Moreover, at temperatures higher than −65° C., the N-chloroaniline is able to convert to an aromatic chlorinated in the ring, and also form other oxidation products (dimers). It is therefore not surprising that the acetanilide which is significantly less electron-rich and thus significantly less chlorination-reactive to the ring only forms ring chlorinations with tert-butyl hypochlorite at 0° C. (Lengyel et. al. Synth. Comm., 1998, 28 (10), 1891-1896).
Furthermore, the sulfonium intermediates (2) or (3) can eliminate in the presence of bases and form the reactive by-product (5), which would condense, e.g. with an aniline, as a result of which the secondary component (6) is produced irreversibly (see scheme 4). This corresponds to the so-called Pummerer oxidation of the R2-CH—R3 radical.

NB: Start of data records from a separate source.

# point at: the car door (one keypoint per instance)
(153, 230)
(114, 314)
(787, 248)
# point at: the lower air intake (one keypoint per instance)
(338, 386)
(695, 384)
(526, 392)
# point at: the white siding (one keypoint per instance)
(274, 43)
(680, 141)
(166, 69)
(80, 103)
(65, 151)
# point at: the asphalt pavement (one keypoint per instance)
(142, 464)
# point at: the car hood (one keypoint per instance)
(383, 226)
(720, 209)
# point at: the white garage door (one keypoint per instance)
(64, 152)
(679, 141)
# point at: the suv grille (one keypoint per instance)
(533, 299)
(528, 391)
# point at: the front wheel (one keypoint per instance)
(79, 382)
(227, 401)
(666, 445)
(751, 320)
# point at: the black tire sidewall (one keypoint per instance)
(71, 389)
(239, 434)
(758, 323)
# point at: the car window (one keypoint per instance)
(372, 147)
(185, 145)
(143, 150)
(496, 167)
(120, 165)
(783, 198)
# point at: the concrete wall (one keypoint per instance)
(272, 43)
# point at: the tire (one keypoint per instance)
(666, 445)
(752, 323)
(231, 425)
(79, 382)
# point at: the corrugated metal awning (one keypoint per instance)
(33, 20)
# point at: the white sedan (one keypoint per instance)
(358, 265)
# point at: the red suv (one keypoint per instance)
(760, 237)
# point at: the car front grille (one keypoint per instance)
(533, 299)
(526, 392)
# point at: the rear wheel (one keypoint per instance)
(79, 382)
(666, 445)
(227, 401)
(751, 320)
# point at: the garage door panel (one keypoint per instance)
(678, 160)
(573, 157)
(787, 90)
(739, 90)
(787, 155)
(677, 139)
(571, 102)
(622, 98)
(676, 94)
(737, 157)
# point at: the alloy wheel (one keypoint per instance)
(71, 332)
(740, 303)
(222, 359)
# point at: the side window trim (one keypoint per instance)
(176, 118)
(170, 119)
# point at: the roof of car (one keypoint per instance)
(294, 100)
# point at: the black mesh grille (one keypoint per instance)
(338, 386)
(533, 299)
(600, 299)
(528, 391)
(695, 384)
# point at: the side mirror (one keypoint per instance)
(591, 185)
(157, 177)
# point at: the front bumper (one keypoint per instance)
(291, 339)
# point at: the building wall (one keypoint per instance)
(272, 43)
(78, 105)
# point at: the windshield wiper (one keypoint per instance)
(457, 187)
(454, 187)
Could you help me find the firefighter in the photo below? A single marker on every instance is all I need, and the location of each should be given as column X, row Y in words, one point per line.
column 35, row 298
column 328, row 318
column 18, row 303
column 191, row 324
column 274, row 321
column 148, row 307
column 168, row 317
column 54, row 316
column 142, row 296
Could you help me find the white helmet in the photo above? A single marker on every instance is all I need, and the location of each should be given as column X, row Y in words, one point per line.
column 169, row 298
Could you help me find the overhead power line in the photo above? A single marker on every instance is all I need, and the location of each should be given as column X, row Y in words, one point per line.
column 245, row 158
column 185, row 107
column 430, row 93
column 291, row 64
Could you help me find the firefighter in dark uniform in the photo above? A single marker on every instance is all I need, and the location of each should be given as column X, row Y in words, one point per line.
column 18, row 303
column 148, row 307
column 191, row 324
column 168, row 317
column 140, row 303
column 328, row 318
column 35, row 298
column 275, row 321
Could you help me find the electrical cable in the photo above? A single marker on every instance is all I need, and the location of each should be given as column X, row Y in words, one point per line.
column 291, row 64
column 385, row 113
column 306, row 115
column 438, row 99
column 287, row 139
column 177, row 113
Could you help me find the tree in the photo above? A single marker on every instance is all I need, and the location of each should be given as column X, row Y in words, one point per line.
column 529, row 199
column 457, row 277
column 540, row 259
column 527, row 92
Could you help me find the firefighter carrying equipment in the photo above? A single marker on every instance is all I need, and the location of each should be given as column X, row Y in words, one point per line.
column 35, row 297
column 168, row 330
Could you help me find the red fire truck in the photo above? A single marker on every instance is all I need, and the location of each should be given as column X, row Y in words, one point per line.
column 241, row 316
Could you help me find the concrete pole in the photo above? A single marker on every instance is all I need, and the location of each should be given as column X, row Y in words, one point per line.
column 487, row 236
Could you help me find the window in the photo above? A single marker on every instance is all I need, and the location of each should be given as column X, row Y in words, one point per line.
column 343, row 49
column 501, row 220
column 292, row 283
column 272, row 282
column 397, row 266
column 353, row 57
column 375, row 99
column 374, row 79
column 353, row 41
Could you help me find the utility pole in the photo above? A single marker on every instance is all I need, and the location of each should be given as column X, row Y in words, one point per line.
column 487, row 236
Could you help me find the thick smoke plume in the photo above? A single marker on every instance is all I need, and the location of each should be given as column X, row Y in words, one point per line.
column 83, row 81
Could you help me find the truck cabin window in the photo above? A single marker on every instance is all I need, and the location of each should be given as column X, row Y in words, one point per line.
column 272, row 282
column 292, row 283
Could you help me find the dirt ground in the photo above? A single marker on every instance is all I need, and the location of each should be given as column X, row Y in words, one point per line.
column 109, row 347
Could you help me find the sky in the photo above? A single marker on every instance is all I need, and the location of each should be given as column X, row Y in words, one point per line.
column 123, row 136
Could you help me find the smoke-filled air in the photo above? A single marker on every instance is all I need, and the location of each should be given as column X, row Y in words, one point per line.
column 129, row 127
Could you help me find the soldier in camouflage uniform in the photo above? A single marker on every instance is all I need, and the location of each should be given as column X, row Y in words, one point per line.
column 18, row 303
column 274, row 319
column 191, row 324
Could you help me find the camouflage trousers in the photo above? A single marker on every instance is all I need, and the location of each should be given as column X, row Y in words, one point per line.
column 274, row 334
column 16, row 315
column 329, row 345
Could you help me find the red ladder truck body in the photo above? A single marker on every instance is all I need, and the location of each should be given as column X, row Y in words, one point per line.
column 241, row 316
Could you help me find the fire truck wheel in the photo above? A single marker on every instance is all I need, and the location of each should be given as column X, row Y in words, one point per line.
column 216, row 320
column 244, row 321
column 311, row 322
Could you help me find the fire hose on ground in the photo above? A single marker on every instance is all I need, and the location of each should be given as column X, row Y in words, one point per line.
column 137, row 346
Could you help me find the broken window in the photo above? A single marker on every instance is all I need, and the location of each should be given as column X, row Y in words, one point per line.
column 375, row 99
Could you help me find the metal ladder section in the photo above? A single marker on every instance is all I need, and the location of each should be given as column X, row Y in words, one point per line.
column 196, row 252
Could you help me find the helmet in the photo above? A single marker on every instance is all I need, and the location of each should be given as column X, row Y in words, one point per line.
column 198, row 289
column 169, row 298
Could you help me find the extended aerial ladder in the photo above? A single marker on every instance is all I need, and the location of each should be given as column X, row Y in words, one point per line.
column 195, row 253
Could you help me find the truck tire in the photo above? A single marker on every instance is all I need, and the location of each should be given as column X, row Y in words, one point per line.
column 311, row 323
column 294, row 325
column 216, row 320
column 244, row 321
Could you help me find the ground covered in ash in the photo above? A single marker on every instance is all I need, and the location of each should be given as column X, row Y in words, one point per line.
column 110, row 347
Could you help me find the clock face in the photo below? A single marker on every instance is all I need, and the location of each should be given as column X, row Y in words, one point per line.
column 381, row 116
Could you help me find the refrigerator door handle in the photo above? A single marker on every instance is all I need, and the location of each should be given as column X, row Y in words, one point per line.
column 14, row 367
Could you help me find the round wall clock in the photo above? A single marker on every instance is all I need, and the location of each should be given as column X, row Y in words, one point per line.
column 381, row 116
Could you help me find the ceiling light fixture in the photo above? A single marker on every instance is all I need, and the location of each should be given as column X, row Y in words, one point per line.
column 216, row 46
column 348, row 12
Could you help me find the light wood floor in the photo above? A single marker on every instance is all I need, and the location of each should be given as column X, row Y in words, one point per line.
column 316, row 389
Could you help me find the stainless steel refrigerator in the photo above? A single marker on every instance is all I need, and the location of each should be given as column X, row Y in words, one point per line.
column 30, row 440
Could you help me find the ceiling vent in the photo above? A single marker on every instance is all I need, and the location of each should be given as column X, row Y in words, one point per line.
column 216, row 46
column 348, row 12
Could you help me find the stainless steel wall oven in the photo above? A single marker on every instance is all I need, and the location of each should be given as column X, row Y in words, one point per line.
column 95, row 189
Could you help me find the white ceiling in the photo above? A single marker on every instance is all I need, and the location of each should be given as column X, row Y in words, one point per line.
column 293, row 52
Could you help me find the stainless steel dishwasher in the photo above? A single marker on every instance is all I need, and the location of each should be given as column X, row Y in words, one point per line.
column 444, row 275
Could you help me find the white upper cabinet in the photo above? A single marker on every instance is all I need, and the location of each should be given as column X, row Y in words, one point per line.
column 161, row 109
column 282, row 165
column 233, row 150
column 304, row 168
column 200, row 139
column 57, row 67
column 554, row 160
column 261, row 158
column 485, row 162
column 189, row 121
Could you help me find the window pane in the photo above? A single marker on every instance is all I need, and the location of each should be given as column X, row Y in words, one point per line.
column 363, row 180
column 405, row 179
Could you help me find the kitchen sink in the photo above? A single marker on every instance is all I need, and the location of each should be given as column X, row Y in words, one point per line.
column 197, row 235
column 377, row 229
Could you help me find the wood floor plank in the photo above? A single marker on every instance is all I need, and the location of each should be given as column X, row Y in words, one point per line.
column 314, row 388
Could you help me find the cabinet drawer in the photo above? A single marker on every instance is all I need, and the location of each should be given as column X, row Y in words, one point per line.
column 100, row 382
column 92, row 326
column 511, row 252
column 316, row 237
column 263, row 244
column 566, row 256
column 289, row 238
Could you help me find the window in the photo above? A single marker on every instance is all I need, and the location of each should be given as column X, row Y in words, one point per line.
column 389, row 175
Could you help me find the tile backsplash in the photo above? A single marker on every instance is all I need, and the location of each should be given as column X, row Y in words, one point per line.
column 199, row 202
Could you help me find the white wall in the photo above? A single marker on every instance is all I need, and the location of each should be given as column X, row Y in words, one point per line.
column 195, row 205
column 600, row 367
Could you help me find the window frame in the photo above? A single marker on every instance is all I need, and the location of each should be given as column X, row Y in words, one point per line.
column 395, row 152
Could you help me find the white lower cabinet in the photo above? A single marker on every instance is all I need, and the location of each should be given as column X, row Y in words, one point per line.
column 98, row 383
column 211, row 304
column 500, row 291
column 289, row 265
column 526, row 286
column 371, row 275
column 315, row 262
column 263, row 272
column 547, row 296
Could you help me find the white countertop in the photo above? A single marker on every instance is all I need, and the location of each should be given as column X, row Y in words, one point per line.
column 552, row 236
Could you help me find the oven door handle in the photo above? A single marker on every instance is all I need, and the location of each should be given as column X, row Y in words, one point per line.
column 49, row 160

It was therefore the object to provide a modified process which permits a preparation, improved compared to the aforementioned processes, of compounds (4) via intermediates (2) (sulfonium salts) on an industrial scale with advantages such as improved overall yield and/or product purity, reduced use of starting materials, omission of further auxiliaries (such as, e.g. a second base) or simplified process course (such as, e.g. reactions at a higher temperature) or use of industrially more suitable solvents (less toxic, better recoverable).
The compounds (4) prepared in this way should preferably also permit further processing to oxindoles (1,3-dihydro-2H-indol-2-ones), which may likewise be intermediates for the synthesis of fine chemicals and active ingredients from pharmacy and/or agriculture.